HOWL turns 50 today. "When Allen Ginsberg hurled his shattering poem at a San Francisco audience in 1955," writes Heidi Benson for the San Francisco Chronicle. "[I]t proved to be the depth charge that started the Beat movement."
"Oct. 7, 1955 -- at the Six Gallery on Fillmore Street ... the moment of conception of the Beat movement.

No photographs of the evening have turned up, but by all accounts, when 150 to 200 people showed up at this low-ceilinged former auto-body shop in response to hastily printed postcards, the size of the crowd astonished everybody."

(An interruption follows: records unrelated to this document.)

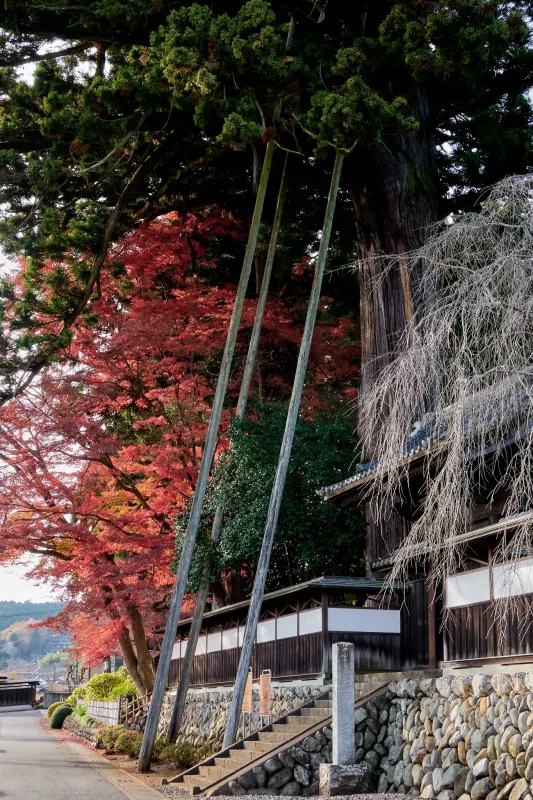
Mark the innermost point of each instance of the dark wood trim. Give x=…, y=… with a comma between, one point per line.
x=526, y=658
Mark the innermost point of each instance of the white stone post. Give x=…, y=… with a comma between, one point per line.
x=343, y=666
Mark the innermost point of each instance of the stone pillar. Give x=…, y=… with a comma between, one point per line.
x=343, y=668
x=344, y=776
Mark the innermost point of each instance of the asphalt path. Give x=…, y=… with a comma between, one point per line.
x=36, y=765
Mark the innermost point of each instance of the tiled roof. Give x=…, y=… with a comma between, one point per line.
x=424, y=436
x=421, y=440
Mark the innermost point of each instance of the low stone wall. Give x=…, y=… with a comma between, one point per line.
x=464, y=738
x=451, y=738
x=295, y=772
x=206, y=711
x=86, y=734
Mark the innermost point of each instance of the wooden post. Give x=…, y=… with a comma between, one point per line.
x=283, y=463
x=263, y=295
x=194, y=632
x=325, y=636
x=165, y=655
x=432, y=625
x=181, y=695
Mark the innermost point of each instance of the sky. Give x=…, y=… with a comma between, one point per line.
x=15, y=586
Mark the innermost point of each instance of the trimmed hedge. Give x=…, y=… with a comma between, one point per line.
x=59, y=716
x=52, y=707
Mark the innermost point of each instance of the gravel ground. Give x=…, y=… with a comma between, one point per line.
x=174, y=790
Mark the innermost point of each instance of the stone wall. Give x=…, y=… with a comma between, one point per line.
x=295, y=772
x=451, y=738
x=206, y=711
x=464, y=738
x=83, y=732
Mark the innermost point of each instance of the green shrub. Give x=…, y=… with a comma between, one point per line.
x=182, y=754
x=126, y=688
x=77, y=694
x=110, y=685
x=59, y=716
x=79, y=711
x=109, y=735
x=51, y=708
x=159, y=746
x=129, y=742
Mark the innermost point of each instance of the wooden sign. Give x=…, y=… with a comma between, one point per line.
x=264, y=693
x=247, y=699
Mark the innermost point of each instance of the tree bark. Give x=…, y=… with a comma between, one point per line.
x=145, y=664
x=395, y=191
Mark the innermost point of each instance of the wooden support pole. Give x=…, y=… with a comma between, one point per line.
x=283, y=463
x=432, y=626
x=179, y=703
x=182, y=575
x=263, y=295
x=192, y=641
x=325, y=635
x=181, y=695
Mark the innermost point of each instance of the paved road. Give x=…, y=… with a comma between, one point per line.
x=35, y=765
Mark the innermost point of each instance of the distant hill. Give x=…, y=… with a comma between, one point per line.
x=11, y=611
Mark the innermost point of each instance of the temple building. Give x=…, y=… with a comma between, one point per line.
x=456, y=626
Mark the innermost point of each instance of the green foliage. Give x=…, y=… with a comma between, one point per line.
x=126, y=687
x=101, y=687
x=12, y=611
x=109, y=734
x=53, y=706
x=78, y=711
x=313, y=538
x=77, y=694
x=182, y=754
x=60, y=657
x=129, y=743
x=59, y=716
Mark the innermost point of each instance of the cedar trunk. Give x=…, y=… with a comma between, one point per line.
x=395, y=192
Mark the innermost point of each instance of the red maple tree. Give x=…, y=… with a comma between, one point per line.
x=101, y=453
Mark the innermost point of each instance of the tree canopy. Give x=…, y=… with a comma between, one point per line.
x=312, y=538
x=141, y=108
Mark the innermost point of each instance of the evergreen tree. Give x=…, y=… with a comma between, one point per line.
x=312, y=538
x=143, y=107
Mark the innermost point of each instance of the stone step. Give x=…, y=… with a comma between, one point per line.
x=201, y=781
x=274, y=736
x=305, y=722
x=238, y=755
x=257, y=746
x=215, y=773
x=311, y=712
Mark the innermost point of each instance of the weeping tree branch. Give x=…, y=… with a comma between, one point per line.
x=463, y=374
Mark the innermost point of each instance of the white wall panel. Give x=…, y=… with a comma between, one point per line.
x=287, y=626
x=230, y=639
x=266, y=630
x=310, y=621
x=467, y=588
x=364, y=620
x=201, y=646
x=214, y=642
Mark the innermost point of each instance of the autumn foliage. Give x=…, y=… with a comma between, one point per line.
x=101, y=453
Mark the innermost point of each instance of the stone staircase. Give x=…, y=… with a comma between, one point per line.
x=215, y=772
x=212, y=776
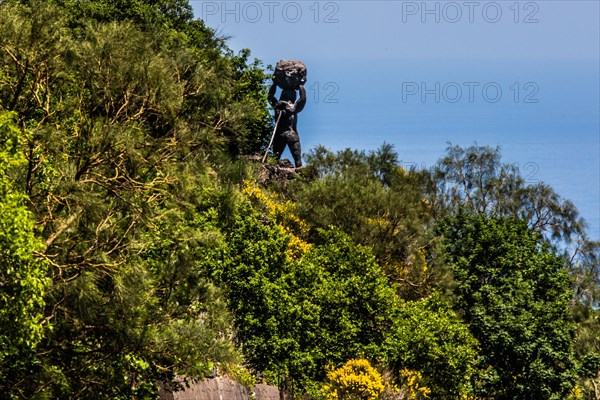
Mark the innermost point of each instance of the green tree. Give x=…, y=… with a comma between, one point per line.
x=429, y=337
x=294, y=317
x=514, y=293
x=123, y=126
x=23, y=279
x=373, y=199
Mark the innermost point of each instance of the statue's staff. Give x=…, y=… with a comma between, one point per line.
x=272, y=137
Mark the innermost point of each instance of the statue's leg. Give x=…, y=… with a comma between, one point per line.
x=293, y=142
x=279, y=143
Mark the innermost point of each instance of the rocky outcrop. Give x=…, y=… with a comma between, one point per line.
x=220, y=389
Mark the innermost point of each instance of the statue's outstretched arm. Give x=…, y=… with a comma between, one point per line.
x=299, y=106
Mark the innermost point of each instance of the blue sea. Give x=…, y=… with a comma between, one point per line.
x=544, y=115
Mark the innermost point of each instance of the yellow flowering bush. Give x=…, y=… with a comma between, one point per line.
x=355, y=380
x=282, y=214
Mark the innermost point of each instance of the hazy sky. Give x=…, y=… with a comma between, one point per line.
x=407, y=29
x=522, y=75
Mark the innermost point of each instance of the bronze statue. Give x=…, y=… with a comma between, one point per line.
x=289, y=76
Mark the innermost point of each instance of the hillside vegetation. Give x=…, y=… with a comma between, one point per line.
x=138, y=246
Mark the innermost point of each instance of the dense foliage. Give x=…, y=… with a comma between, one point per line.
x=137, y=244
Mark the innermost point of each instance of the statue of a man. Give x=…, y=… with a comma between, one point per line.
x=289, y=76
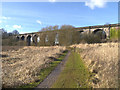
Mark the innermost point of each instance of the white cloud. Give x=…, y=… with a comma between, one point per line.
x=16, y=26
x=6, y=18
x=52, y=0
x=38, y=21
x=96, y=3
x=6, y=25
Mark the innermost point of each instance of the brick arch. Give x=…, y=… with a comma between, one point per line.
x=28, y=40
x=35, y=39
x=103, y=33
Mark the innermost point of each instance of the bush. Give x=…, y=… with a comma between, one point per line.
x=92, y=38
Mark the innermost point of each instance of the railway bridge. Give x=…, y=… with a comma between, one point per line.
x=46, y=36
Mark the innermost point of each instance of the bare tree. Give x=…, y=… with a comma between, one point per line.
x=15, y=32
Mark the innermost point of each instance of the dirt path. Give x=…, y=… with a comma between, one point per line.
x=52, y=77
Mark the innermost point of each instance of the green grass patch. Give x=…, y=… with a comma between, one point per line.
x=114, y=33
x=75, y=74
x=45, y=72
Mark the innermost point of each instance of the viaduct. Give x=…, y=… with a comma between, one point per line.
x=36, y=37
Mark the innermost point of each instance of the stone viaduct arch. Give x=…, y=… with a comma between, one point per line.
x=34, y=38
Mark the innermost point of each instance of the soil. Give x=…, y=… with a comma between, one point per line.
x=21, y=65
x=101, y=59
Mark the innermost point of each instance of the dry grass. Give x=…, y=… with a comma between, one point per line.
x=102, y=59
x=21, y=66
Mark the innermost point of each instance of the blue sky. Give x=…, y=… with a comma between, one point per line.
x=32, y=16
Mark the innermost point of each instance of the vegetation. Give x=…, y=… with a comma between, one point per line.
x=45, y=71
x=74, y=75
x=114, y=34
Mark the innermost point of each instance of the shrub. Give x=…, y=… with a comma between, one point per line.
x=92, y=38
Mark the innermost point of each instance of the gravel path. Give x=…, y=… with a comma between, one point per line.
x=52, y=77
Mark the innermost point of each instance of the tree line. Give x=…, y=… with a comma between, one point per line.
x=6, y=34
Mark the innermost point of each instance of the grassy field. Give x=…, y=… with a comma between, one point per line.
x=114, y=33
x=74, y=75
x=45, y=72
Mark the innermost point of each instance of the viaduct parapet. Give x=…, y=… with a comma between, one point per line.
x=45, y=36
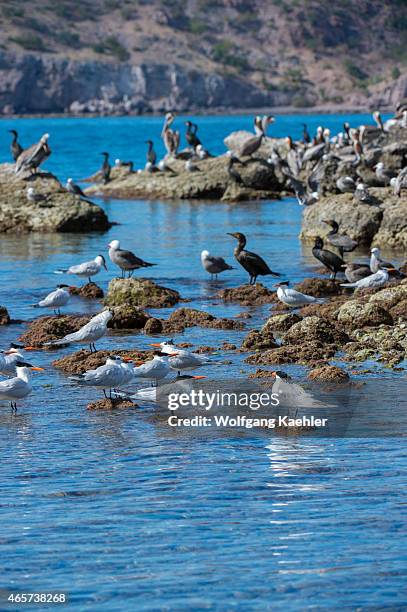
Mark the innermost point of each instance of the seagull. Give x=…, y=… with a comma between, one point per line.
x=126, y=260
x=32, y=158
x=293, y=298
x=55, y=299
x=88, y=334
x=86, y=269
x=373, y=281
x=73, y=188
x=19, y=386
x=108, y=376
x=214, y=265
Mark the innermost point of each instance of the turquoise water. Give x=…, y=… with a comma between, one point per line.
x=123, y=513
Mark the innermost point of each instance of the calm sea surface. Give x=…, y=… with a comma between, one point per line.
x=124, y=514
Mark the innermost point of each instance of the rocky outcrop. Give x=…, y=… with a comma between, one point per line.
x=58, y=211
x=140, y=292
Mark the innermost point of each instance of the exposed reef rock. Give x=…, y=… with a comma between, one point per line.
x=59, y=211
x=140, y=292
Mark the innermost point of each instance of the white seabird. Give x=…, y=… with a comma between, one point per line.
x=293, y=298
x=55, y=299
x=86, y=269
x=19, y=386
x=95, y=329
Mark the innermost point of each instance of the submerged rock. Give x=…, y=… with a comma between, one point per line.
x=4, y=316
x=59, y=211
x=248, y=295
x=328, y=373
x=140, y=292
x=90, y=291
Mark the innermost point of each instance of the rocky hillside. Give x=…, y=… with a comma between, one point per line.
x=151, y=55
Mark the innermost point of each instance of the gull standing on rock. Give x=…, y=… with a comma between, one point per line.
x=95, y=329
x=18, y=387
x=126, y=260
x=251, y=262
x=86, y=269
x=293, y=298
x=214, y=265
x=55, y=299
x=369, y=282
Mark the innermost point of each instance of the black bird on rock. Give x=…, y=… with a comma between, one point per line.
x=252, y=263
x=15, y=147
x=332, y=261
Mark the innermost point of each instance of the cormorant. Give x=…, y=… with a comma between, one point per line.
x=126, y=260
x=190, y=135
x=341, y=241
x=151, y=154
x=254, y=264
x=333, y=262
x=106, y=168
x=15, y=147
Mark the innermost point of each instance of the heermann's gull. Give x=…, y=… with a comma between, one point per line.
x=254, y=264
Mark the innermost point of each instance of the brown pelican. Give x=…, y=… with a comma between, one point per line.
x=32, y=158
x=106, y=167
x=333, y=262
x=170, y=137
x=341, y=241
x=214, y=265
x=151, y=154
x=15, y=146
x=254, y=264
x=126, y=260
x=232, y=172
x=73, y=188
x=190, y=135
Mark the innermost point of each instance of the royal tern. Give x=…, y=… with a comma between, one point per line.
x=213, y=265
x=18, y=387
x=126, y=260
x=88, y=334
x=373, y=281
x=86, y=269
x=293, y=298
x=55, y=299
x=254, y=264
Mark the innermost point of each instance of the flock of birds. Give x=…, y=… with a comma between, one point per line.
x=118, y=372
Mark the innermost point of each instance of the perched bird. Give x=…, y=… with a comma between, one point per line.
x=55, y=299
x=31, y=158
x=254, y=264
x=372, y=281
x=126, y=260
x=32, y=196
x=87, y=269
x=293, y=298
x=15, y=147
x=346, y=184
x=214, y=265
x=355, y=272
x=170, y=137
x=384, y=175
x=341, y=241
x=232, y=172
x=73, y=188
x=330, y=260
x=151, y=154
x=106, y=168
x=190, y=135
x=109, y=376
x=18, y=387
x=95, y=329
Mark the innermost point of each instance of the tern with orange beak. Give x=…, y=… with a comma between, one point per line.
x=19, y=386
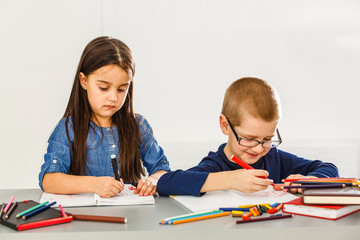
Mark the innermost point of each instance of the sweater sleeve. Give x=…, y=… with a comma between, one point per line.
x=293, y=164
x=187, y=182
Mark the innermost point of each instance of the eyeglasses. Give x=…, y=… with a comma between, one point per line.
x=247, y=142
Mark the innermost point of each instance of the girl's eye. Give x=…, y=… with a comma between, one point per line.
x=122, y=89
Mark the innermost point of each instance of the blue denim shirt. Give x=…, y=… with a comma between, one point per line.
x=101, y=144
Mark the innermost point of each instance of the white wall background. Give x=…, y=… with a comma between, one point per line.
x=187, y=52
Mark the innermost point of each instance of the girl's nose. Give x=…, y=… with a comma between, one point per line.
x=113, y=97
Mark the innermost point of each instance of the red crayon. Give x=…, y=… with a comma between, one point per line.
x=244, y=165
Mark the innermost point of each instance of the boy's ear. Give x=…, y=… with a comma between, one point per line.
x=83, y=81
x=224, y=125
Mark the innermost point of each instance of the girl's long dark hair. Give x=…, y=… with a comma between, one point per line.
x=98, y=53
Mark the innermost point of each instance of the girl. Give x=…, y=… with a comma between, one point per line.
x=99, y=122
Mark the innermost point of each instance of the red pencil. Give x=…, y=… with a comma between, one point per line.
x=244, y=165
x=44, y=223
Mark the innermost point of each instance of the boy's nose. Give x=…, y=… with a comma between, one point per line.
x=258, y=149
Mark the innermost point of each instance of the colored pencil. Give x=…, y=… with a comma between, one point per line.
x=264, y=218
x=323, y=179
x=26, y=216
x=201, y=218
x=315, y=186
x=234, y=209
x=44, y=223
x=9, y=204
x=327, y=182
x=245, y=165
x=171, y=220
x=99, y=218
x=11, y=210
x=31, y=209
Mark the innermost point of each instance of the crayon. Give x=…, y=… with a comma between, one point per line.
x=31, y=209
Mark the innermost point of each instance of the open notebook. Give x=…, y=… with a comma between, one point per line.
x=126, y=197
x=232, y=198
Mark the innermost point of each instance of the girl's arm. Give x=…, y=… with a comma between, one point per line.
x=147, y=186
x=61, y=183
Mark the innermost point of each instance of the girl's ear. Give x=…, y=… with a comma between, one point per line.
x=224, y=125
x=83, y=81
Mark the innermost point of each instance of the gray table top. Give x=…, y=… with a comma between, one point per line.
x=143, y=221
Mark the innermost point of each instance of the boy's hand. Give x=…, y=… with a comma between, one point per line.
x=145, y=187
x=249, y=181
x=107, y=186
x=295, y=176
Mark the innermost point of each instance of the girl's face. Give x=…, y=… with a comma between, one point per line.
x=107, y=88
x=251, y=128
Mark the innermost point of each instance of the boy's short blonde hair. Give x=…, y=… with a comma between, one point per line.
x=251, y=95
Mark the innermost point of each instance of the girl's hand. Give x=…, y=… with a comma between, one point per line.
x=249, y=181
x=145, y=187
x=295, y=176
x=107, y=186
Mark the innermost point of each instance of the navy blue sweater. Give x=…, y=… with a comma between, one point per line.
x=278, y=163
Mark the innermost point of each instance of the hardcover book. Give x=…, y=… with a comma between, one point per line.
x=332, y=212
x=47, y=217
x=341, y=196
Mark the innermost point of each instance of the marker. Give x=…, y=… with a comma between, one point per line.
x=11, y=210
x=315, y=186
x=9, y=204
x=264, y=218
x=62, y=211
x=115, y=169
x=245, y=165
x=38, y=210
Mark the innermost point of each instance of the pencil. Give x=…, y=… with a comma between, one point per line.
x=11, y=210
x=9, y=204
x=264, y=218
x=99, y=218
x=201, y=218
x=245, y=165
x=26, y=216
x=315, y=186
x=187, y=215
x=334, y=179
x=326, y=182
x=171, y=220
x=31, y=209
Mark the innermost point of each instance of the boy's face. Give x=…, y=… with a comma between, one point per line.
x=250, y=128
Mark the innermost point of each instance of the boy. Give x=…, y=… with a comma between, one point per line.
x=250, y=116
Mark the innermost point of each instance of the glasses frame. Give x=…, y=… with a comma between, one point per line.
x=238, y=139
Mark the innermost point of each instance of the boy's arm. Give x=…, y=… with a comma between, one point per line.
x=243, y=180
x=61, y=183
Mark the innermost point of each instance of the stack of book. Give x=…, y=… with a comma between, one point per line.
x=328, y=198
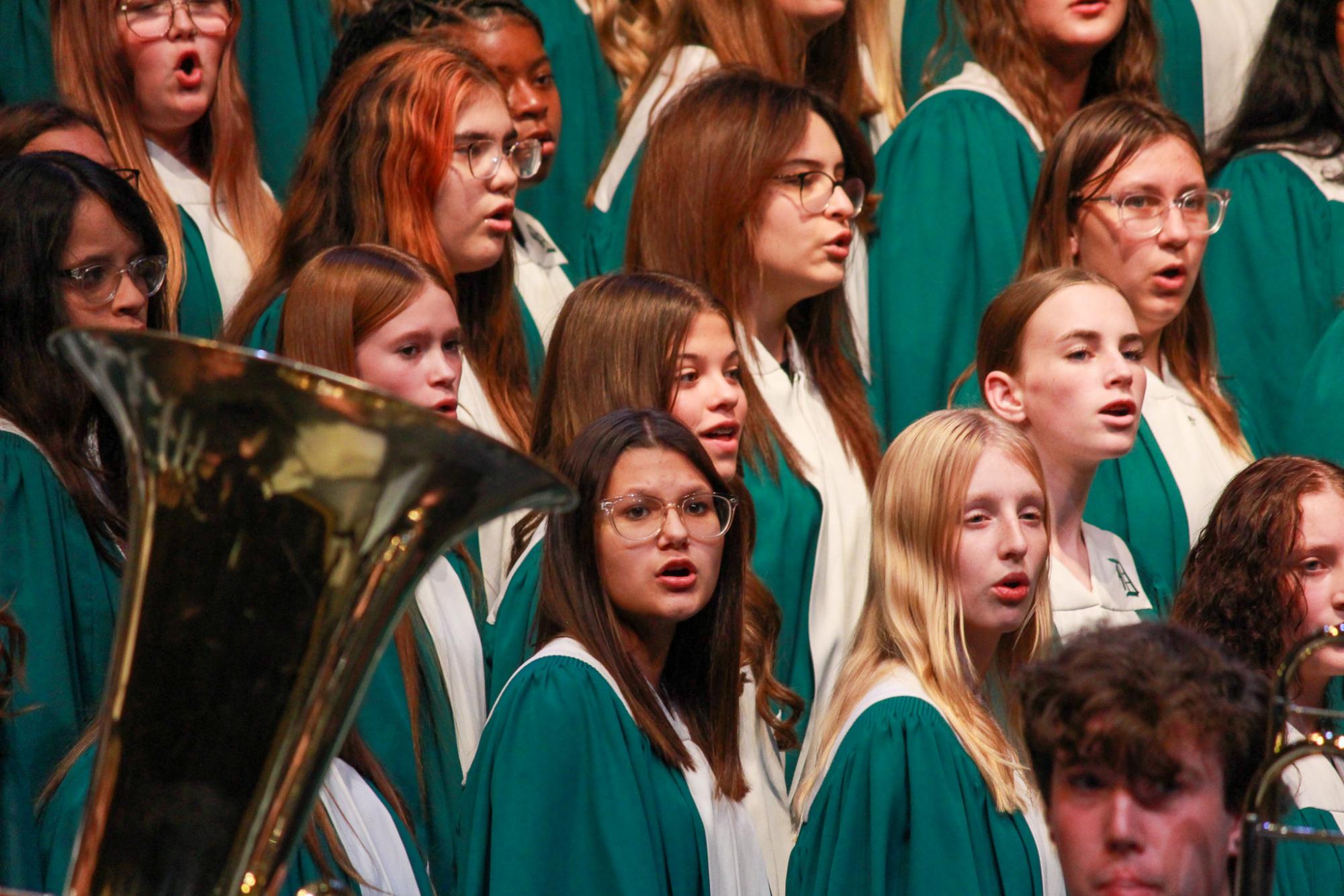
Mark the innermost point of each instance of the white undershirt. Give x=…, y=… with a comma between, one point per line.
x=1199, y=461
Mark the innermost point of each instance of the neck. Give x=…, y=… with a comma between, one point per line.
x=648, y=648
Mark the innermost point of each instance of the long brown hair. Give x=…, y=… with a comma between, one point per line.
x=701, y=679
x=911, y=615
x=1239, y=585
x=616, y=346
x=1001, y=44
x=370, y=174
x=93, y=76
x=715, y=150
x=1074, y=171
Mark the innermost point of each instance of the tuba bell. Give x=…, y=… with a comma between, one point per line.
x=1262, y=827
x=280, y=517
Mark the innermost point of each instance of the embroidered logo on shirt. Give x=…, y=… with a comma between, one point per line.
x=1130, y=589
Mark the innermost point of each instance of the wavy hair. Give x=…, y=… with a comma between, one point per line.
x=701, y=679
x=616, y=345
x=911, y=615
x=93, y=76
x=715, y=150
x=1078, y=169
x=1001, y=44
x=1294, y=91
x=1239, y=585
x=370, y=174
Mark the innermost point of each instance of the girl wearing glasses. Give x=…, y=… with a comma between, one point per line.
x=162, y=79
x=79, y=248
x=1061, y=357
x=1275, y=273
x=958, y=175
x=654, y=341
x=817, y=44
x=1122, y=194
x=769, y=181
x=611, y=762
x=918, y=785
x=416, y=150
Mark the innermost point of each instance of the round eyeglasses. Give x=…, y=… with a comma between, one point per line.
x=484, y=158
x=154, y=18
x=639, y=518
x=1145, y=214
x=99, y=284
x=816, y=190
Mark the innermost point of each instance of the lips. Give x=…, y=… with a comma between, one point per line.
x=676, y=574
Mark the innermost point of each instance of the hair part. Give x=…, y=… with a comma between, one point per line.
x=911, y=615
x=702, y=676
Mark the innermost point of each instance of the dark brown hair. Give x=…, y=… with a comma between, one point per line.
x=701, y=679
x=1075, y=171
x=1118, y=699
x=1239, y=585
x=1001, y=44
x=715, y=150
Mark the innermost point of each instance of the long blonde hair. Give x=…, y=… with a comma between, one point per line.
x=93, y=76
x=911, y=615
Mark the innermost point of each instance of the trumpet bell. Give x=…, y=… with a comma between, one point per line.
x=280, y=517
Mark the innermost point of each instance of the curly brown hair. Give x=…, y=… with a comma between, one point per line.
x=1239, y=586
x=1118, y=698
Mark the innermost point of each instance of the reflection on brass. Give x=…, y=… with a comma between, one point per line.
x=280, y=515
x=1265, y=801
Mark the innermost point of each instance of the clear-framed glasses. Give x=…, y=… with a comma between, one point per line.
x=154, y=18
x=484, y=158
x=1145, y=214
x=816, y=190
x=99, y=284
x=639, y=518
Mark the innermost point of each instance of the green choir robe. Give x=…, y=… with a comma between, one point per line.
x=589, y=95
x=61, y=817
x=568, y=797
x=284, y=52
x=1316, y=427
x=65, y=598
x=902, y=809
x=1274, y=275
x=956, y=181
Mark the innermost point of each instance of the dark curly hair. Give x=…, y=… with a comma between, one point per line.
x=1117, y=699
x=1239, y=586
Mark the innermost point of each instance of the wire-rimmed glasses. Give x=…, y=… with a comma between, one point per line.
x=639, y=518
x=99, y=284
x=484, y=158
x=1145, y=214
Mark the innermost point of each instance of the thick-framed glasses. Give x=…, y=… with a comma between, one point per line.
x=130, y=175
x=154, y=18
x=816, y=190
x=484, y=158
x=1145, y=214
x=99, y=284
x=639, y=518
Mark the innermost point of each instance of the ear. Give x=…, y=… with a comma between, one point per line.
x=1003, y=396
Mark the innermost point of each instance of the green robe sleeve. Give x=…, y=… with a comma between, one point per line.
x=26, y=68
x=65, y=597
x=788, y=515
x=566, y=797
x=1316, y=427
x=432, y=782
x=588, y=96
x=284, y=52
x=956, y=182
x=199, y=311
x=514, y=637
x=1273, y=275
x=905, y=811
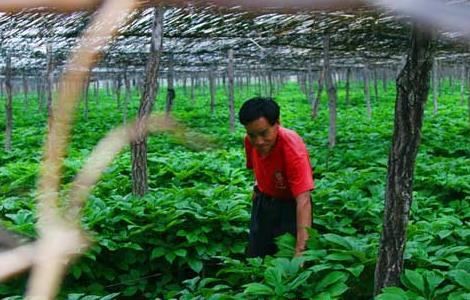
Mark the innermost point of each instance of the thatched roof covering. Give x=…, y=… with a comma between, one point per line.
x=199, y=37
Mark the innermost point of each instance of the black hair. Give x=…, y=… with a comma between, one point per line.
x=258, y=107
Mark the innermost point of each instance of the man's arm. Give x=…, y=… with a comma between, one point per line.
x=304, y=220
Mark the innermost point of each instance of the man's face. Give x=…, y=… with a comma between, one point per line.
x=262, y=135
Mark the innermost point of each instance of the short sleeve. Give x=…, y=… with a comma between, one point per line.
x=248, y=153
x=298, y=169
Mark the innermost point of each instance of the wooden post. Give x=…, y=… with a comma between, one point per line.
x=170, y=95
x=384, y=80
x=212, y=88
x=468, y=97
x=412, y=92
x=367, y=91
x=231, y=96
x=139, y=146
x=316, y=104
x=309, y=82
x=463, y=73
x=347, y=87
x=192, y=87
x=117, y=86
x=85, y=95
x=435, y=87
x=128, y=96
x=8, y=104
x=331, y=93
x=25, y=92
x=376, y=89
x=50, y=80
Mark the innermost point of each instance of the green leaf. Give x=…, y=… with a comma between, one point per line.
x=339, y=256
x=356, y=270
x=195, y=264
x=110, y=296
x=337, y=289
x=273, y=276
x=258, y=289
x=464, y=264
x=76, y=271
x=338, y=240
x=330, y=279
x=392, y=293
x=414, y=281
x=462, y=277
x=157, y=252
x=74, y=296
x=170, y=257
x=299, y=280
x=433, y=280
x=181, y=252
x=459, y=295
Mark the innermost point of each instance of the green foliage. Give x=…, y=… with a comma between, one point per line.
x=186, y=239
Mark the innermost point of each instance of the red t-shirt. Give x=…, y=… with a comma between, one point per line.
x=285, y=172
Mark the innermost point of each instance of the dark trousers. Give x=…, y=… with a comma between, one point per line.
x=270, y=218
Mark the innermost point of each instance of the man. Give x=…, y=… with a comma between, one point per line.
x=281, y=164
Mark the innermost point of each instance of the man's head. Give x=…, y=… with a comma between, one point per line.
x=260, y=116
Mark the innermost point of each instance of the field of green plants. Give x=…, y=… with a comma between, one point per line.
x=186, y=239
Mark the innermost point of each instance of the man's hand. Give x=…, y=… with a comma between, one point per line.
x=304, y=220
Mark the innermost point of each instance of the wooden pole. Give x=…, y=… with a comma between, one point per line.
x=212, y=88
x=367, y=91
x=231, y=96
x=8, y=104
x=139, y=146
x=331, y=93
x=412, y=93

I've written about this event recently regarding the fact that it was a rarity. Maybe that is as it should be. Maybe that's where poetic movements should be born--away from cameras and microphones. The first time I read HOWL I thought: "What absolute madness." Yet, it compelled me as:
"I saw the best minds of my generation destroyed by madness, starving hysterical naked,..."

Allen Ginsberg took the coals of poetry from the halls of academia, brought it to the streets, fanned it into a flame and scorched the ears of any one willing to listen. Most Americans avoid the dark corners of our nation like dead rodents on the highway. Not Ginsberg. Most people try to steer out of the way, and hope someone else will confront that horid thing. Ginsberg runs to the scene of the roadkill and howls...
"What sphinx of cement and aluminum bashed open their skulls and ate up their brains and imagination?

Moloch! Solitude! Filth! Ugliness! Ashcans and unobtainable dollars! Children screaming under the stairways! Boys sobbing in armies! Old men weeping in the parks!

Moloch! Moloch! Nightmare of Moloch! Moloch the loveless! Mental Moloch! Moloch the heavy judger of men!"

It was the dawn of the Cold War. The Korean War had recently ended. Albert Einstein, who encouraged American intellectuals to sacrifice their comfort to protect freedom, died that year. Americans left rural communities to become city dwellers. Allen Ginsberg observed all this and howled and howled and 50 years later his voice can still be heard.